After taking a two-week hiatus from column writing, it’s good to be back again.
It’s not that I don’t love sharing my thoughts, it’s mainly because my thoughts were frozen in a writer’s block, kind of like Iowa was frozen in a winter vortex or whatever you want to call it last month. It was too cold and snowy for this southern boy!
I came up with a few ideas and tossed around a few sentences in a Word document, but then it was nothing…I mean, nothing!
Outside of a few months of winter misery, icy cold mornings and the car not starting and such, Iowa is a good place to live.
I met my lovely wife here, who I much adore. There’s the Iowa State Fair and my ultimate favorite event, the Midwest Old Threshers Reunion held Labor Day weekend. I’ve also made a number of friends in this fine state, all of who I appreciate and value.
Last week one day, I pulled into the Montezuma Caseys to top off my fuel tank. I swiped my credit card and took one look at the price, $2.69 for a gallon of regular ethanol blend. That is a 20 cent price increase from a week earlier.
After returning home, I decided to post my displeasure on Facebook, simply making the statement, “That the price of gas is out of control.”
I don’t often comment on Facebook about such things as gas prices, politics or religion, outside of a scripture or two or some kind words.
But when it takes nearly half a day of my wages to fill my fuel tank, I thought it a worthy topic to discuss.

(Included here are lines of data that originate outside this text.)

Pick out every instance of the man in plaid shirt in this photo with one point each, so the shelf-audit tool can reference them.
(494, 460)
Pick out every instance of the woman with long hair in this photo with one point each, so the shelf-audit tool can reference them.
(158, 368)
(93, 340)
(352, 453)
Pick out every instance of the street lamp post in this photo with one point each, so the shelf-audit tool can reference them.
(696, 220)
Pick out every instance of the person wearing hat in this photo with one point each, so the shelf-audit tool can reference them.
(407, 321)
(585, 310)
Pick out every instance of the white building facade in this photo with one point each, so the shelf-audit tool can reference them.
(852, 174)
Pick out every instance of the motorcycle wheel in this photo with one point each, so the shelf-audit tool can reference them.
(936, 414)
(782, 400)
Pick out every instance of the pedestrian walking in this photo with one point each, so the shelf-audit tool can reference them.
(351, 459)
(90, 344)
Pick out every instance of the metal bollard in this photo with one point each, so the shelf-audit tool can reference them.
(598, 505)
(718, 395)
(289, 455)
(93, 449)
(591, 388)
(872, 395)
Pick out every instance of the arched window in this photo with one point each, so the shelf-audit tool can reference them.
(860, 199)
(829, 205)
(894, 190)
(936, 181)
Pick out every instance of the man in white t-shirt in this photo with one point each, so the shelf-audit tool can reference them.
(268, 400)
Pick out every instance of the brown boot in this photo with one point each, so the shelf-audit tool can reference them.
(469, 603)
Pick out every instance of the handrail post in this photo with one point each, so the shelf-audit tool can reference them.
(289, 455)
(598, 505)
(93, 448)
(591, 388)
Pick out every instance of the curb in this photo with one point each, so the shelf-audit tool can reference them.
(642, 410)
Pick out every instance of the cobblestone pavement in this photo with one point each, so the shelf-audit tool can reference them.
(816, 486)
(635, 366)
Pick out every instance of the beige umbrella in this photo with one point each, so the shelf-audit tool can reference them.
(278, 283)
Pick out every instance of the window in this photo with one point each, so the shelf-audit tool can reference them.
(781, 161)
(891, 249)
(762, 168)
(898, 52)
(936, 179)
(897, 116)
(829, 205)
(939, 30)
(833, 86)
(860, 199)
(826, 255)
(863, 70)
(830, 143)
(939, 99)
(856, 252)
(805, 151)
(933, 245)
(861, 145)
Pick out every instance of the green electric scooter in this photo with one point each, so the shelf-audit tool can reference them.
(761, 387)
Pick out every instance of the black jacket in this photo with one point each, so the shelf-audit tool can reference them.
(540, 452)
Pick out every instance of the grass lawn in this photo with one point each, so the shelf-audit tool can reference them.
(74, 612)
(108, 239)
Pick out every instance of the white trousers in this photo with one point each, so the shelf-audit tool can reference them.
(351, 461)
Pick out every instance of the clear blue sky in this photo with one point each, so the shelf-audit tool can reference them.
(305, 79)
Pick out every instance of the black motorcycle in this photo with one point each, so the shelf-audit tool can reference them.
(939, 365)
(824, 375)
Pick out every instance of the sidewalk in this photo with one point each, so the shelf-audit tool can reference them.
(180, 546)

Well, as I expected, that set off a firestorm of comments that quickly turned political, including some nasty name calling.
That brings me to my column topic.
Name calling is something I did in elementary school. It is not something we should be doing as adults.
People are not stupid or ignorant and should not be labeled as such under any condition, no matter their beliefs, convictions, political party, looks, color, religion and so on.
Calling people nasty names and pointing fingers and blaming others for our nation’s problems because they believe one way or another will not bring change to our nation.
Our time could be better spent building our communities, or neighborhoods and bringing positive change through volunteering and doing good for others.
Growing up in Oklahoma, my mom was a Republican and my dad was a Democrat. They spent 52 years together. When they voted, they didn’t talk about it or share their decisions at the dinner table.
My dad worked in a factory for nearly 40 years. His company built large pumps that moved crude oil through pipelines.
He was a proud member of the International Association of Machinists and Aerospace Workers Union. He paid his dues and took great pride in his work and the Democrat Party.
My mom came to Oklahoma from rural Missouri after graduating high school in 1955. She followed her Uncle J.B. and Aunt Rosemary to Tulsa. They owned a furniture store on the north side of Tulsa.
Mom had a two dollar bill and when she needed money, she would give it to Uncle J.B. in exchange for two one dollar bills from his store cash register. When she earned enough money, she bought the $2 bill back. I now have the $2 bill and the memories that go with it.
She worked for Oral Roberts Ministries for a time and later landed a job with the Skelly Oil Company in Tulsa. In my early years, she baby sat for my cousin, raising enough money to purchase a piano so I could take lessons.
After spending years as a homemaker and cake baker, Mom returned to the work force in the late 1980s and contributed greatly to our family through her giving heart.
My parents, who met through a mutual friend, came together, lived together, and brought two boys into this world. They learned to love, to work hard, to save, to take care of their home, to attend church, to give and to get along, even with their political differences.
They taught me the good book and to treat others with kindness and respect, even though we are all different.
That’s good advice and something I believe more people in this country need to take to heart. That is real climate change.
Have a great week and always remember that “Good Things are Happening,” every day and always.